A pure declarative, discursive system would have a hard time making a decision either. From one point of view it could spot inequality as the percentage of Black people without parole are greater than the one of Caucasians, but other principles such acceptance of judge decisions, and statistical data about when crimes are committed and by whom would make the problem non-solvable.

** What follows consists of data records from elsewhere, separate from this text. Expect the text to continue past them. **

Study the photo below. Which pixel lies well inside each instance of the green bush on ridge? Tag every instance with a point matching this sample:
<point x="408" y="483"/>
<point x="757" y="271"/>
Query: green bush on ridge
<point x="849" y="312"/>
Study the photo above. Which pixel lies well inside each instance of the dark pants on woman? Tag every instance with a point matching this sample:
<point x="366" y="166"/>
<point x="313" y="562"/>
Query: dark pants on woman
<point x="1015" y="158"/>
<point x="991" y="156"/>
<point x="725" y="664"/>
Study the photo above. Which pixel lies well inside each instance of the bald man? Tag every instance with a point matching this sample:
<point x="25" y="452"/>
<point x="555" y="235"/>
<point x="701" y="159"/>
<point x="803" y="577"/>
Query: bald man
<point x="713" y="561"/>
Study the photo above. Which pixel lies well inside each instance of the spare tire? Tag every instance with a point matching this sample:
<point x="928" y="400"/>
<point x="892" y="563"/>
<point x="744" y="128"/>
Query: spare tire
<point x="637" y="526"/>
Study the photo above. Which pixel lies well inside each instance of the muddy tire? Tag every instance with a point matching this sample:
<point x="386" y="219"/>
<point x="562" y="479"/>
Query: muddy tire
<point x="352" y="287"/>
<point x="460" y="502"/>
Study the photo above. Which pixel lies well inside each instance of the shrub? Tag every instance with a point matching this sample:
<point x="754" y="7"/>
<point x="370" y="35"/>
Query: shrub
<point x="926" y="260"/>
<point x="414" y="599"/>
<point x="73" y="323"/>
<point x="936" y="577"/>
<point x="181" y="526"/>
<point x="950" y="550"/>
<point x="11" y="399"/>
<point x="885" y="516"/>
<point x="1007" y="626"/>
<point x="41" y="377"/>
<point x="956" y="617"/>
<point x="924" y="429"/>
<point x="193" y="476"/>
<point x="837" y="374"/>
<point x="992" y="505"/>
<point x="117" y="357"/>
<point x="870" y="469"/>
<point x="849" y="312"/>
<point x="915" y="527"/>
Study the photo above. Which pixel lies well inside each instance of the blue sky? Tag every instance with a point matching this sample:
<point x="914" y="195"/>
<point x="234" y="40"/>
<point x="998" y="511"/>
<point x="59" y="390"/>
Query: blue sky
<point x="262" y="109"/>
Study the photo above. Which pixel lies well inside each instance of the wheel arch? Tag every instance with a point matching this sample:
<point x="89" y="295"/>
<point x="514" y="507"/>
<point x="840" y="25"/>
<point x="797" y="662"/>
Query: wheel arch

So we need to add other criteria. Let ask ourselves, what lead to researchers to suspect about COMPAS, facial recognition software biases or gender discrimination in Google ads? It was the feeling that something was not right. There was something in that denial of parole or the amount offered to that person that was not fair. This is how the autonomy, the autopoiesis we described above, will be able to start the process.

Then we need to recover what we know about social, political and cultural context, the prereflective ability to make judgements that knows how inner cities and ghettos are, that knows how women are still discriminated at work, that understands the vicious loops of poverty and can go beyond what has happened in the past, realize that it is not fair and propose alternatives to limit and finally remove the biases. This is not easy, no rule-based system will be able to make a clear cut distinction between a fair and unfair parole, or a fair or unfair job offer. We need to switch perspectives, understand all the contextual implications and how they relate to the targeted individual.

All of this implies that, to have algorithms capable to make fair decisions, better algorithms and learning environments are needed, so they are able to generate process akin to general intelligence, and not just pattern matching from past examples. It also implies that such algorithms besides the information they have about the specific case, like the former criminal history of the person, the type of crime and where that person lives, it needs a lot more about social and cultural conditions, discriminative practices, socio-economic conditions, and all the prereflective knowledge we humans have about the world that leads to suspect whether a person is victim of a discrimination due to his/her race, gender, sexual orientation and so on. In a sense, they need to know the difference between what it is now, and what it should be, which can never be deduced from past examples.

7 Conclusions

We cannot expect an artificial expert on ethics in the near future. However, the need to evaluate whether AI systems are taking ethical decisions is mandatory, as plenty of software is already being used in situations that have ethical implications for human beings. This need will grow as autonomous cars start to move around freely, and will be a must if we decide to embark in the project of superintelligences. So, in the meantime, while we start to develop AI with the ability to produce ethical judgements, we need committees of human experts that can examine a given algorithm and decide whether it is free of biases and can produce fair decisions, or not. To do so, algorithms used in situations in which a fair judgement is needed must be open and transparent, both code and training examples. Such committees have to include experts in computer ethics as well as computer scientists that can make sense of the argument, but, as Dreyfus pointed out, we also need common citizens that master the non declarative, pre-reflective ultimate nature of ethical judgements and give that extra dimension to assure that we are having not only accurate, but also a fair software.